Keller Williams Realty will provide its agents with what the real estate franchisor says will be the first system capable of handling lead management, contact management, marketing and transaction management on a single, integrated platform.

The Austin, Texas-based franchise is partnering with Market Leader and DotLoop to provide components of the eEdge platform, which Keller Williams’ 80,000 agents will pay $15 a month for.

Market Leader will provide the lead management, contact management and marketing design components, with DotLoop providing transaction management services including online documents and signing.

Keller Williams Realty is providing the central platform that allows each component to share information. The eEdge platform can be expanded to handle additional tasks from other vendors, said Cary Sylvester, director of information technology for Keller Williams.

"We built the glue that ties them together — it gives us ability to add additional vendors and services in the future," Sylvester said. The system is currently a collaboration between four vendors, Sylvester said, and "whatever we want to add, we can pull in top software vendors."

Once all of the components of the platform are up and running — full implementation of all components isn’t expected until the end of September — agents will be able to use eEdge to funnel leads into a single database, create custom marketing materials, manage their websites and their listings, and complete paperless transactions using an online portal for clients and co-op agents.

One Keller Williams region is launching eEdge today with only the transaction management component. The rest of the company will launch eEdge in February with contact management and marketing materials components, Sylvester said.

Lead routing and and management capabilities will be phased in throughout the summer, followed by the rollout of transaction management services.

Combining all of the services agents use into a single platform will allow them to work more efficiently, Sylvester said.

"We’ve all read about agents not following up on leads" because they were too busy, Sylvester said. "This will allow them to get back into the business of selling real estate."

Although other franchises could conceivably follow Keller Williams’ lead and integrate services provided by multiple vendors into a single platform, they won’t be able offer a system that’s identical to eEdge, since Keller Williams is the developer of the central platform.

"The concept isn’t new, but … nobody else can come in and do exactly what we do," Sylvester said.

There’s no "opt in" to the system — every Keller Williams agent will pay the $15 monthly fee — so the franchise sought buy-in from agents before pushing forward.

Franchise executives met with "agent leadership councils" around the country, built a Facebook page and produced videos that were posted on YouTube to build support for eEdge.
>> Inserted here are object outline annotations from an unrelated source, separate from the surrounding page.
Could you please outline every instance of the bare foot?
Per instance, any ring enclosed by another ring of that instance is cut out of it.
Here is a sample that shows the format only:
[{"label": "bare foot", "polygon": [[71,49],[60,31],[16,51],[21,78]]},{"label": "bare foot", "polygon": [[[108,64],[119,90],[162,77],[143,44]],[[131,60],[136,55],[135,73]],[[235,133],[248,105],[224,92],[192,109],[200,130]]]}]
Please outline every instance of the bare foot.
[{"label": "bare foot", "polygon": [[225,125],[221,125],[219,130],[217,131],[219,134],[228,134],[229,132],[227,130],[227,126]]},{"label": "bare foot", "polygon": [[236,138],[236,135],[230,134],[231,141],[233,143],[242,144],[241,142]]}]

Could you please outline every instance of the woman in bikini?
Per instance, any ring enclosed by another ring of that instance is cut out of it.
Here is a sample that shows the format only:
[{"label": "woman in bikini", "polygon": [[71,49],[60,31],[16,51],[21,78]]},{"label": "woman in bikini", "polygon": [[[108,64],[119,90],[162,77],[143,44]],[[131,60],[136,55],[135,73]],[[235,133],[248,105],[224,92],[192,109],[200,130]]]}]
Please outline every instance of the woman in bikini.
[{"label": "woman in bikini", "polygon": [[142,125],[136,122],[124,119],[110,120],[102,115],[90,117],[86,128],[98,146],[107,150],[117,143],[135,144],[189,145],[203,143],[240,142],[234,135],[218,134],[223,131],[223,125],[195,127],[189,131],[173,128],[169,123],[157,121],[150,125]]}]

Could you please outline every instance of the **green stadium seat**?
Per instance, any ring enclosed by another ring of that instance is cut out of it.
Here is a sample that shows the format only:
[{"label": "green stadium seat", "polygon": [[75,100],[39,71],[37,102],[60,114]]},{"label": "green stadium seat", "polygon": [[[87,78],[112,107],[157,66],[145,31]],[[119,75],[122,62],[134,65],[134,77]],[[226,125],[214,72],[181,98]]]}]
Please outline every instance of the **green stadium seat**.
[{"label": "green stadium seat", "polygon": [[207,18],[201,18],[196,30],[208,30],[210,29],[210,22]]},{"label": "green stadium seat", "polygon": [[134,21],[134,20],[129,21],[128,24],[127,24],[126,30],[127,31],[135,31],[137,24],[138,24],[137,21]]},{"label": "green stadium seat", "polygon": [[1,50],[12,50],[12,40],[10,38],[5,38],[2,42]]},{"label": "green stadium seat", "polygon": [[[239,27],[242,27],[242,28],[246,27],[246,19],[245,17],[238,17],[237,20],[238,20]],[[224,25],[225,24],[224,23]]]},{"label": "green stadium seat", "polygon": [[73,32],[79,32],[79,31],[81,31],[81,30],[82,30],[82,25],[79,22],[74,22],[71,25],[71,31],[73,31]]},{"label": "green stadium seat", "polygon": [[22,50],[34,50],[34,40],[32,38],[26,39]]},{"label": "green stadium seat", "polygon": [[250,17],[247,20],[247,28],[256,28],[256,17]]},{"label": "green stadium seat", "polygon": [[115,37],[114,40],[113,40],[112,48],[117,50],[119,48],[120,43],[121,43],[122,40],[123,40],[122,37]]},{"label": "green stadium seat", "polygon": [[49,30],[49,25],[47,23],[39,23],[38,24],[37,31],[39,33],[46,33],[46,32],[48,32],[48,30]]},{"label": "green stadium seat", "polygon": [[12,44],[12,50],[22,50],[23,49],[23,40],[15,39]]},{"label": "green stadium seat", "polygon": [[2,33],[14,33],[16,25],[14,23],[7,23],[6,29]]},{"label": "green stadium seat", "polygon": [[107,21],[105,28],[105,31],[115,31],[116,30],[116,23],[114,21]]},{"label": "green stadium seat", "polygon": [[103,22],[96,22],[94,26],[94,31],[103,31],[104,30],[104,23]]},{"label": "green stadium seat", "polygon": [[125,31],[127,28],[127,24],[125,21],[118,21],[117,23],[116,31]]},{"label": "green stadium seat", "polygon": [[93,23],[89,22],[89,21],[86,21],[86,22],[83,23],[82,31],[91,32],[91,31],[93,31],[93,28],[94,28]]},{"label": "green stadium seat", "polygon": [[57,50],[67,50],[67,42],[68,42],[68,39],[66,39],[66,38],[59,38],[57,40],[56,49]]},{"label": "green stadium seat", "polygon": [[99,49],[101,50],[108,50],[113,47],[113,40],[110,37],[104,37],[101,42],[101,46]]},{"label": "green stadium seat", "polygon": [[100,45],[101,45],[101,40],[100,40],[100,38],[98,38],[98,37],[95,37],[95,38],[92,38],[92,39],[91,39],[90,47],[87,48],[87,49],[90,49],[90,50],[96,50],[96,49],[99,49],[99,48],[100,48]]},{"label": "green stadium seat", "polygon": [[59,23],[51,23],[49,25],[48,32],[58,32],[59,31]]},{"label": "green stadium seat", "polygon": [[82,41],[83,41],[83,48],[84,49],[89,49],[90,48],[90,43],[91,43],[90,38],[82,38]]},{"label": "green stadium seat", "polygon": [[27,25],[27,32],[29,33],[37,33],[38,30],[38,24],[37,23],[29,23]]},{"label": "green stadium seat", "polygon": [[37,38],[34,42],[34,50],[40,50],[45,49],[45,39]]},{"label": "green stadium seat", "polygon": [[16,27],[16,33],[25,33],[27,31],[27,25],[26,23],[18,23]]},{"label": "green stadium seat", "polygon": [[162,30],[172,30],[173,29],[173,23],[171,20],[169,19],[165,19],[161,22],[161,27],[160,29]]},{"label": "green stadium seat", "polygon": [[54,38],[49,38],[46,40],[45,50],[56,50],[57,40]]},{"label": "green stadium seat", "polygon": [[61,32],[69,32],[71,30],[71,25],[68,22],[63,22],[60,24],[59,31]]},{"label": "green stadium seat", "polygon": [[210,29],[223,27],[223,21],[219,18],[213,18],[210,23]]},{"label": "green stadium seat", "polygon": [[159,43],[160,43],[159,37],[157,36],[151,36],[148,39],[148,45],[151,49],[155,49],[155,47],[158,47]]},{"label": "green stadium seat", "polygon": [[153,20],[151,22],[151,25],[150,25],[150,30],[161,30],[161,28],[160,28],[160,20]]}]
The platform was also featured in the November-December edition of Outfront magazine, a publication for Keller Williams agents.

The company said the eEdge platform was approved by 98 percent of agent leadership councils in a Dec. 14, 2010, vote.

Bob Lane, a Keller Williams agent based in Cupertino — in California’s Silicon Valley — said he voted against eEdge because he saw no details on implementation, "just a rah-rah marketing pitch."

"Are there any ALCs (agent leadership councils) voting against eEdge?" Lane said in a comment on the eEdge Facebook page. "Or is this just a rubber stamp exercise?"

Lane told Inman News that as a former software developer, he is skeptical about real estate franchisors venturing outside of their "core competency" areas.

"I was previously at Coldwell Banker, and they tried to implement a lot of technology things, and they found out they were not a technology company, they were a real estate company," Lane said.

Lane added that if Keller Williams is hiring software companies to develop eEdge, "I think it’s a sign they can do it right." The platform, he said, "certainly has the potential to add value, I just would have liked to have seen more details."

Formerly known as HouseValues Inc., Market Leader changed its name in 2008 and has transitioned from a being primarily a lead-generation company into a provider of personalized websites for real estate agents and brokers that offer integrated contact management tools.

Cincinnati-based DotLoop was founded in 2008, and provides an online platform for preparing, sharing and signing documents with various parties in a real estate transaction.

Other Keller Williams agents commenting on the eEdge Facebook page said they hoped it would perform as advertised when launched, and that they hoped it would be as good or better than another popular contact management and marketing system for real estate agents, Move Inc.’s Top Producer.

Sylvester said Keller Williams did listen to agents’ concerns in researching eEdge, one of which was the ownership and transferability of each agent’s contact and client database.

"It was important for us to partner with an outside company (Market Leader) to make sure it’s the agent’s database," Sylvester said. "Keller Williams doesn’t own it, and we can’t access it. They can export it, take it with them, and transfer it to (another contact management system). That was a very strong cultural decision for us."

She said agents who have a contact management system that they want to stick with will be able to tie it to eEdge and use the rest of the platform.

As for the $15 monthly fee, Sylvester said the economy of scale Keller Williams can achieve by providing it to all of its agents results in savings that the franchise can pass along. She said agents would probably have to spend as much as $300 a month to get a comparable level of services on an individual, non-integrated basis, and estimated the average agent is currently spending $70 to $100 a month for services with fewer capabilities than eEdge.

"It was a no-brainer," she said. When Keller Williams ALCs attended eEdge presentations, the most common reaction was "Thank God it’s mine" — and not a competing franchisor’s system — Sylvester said.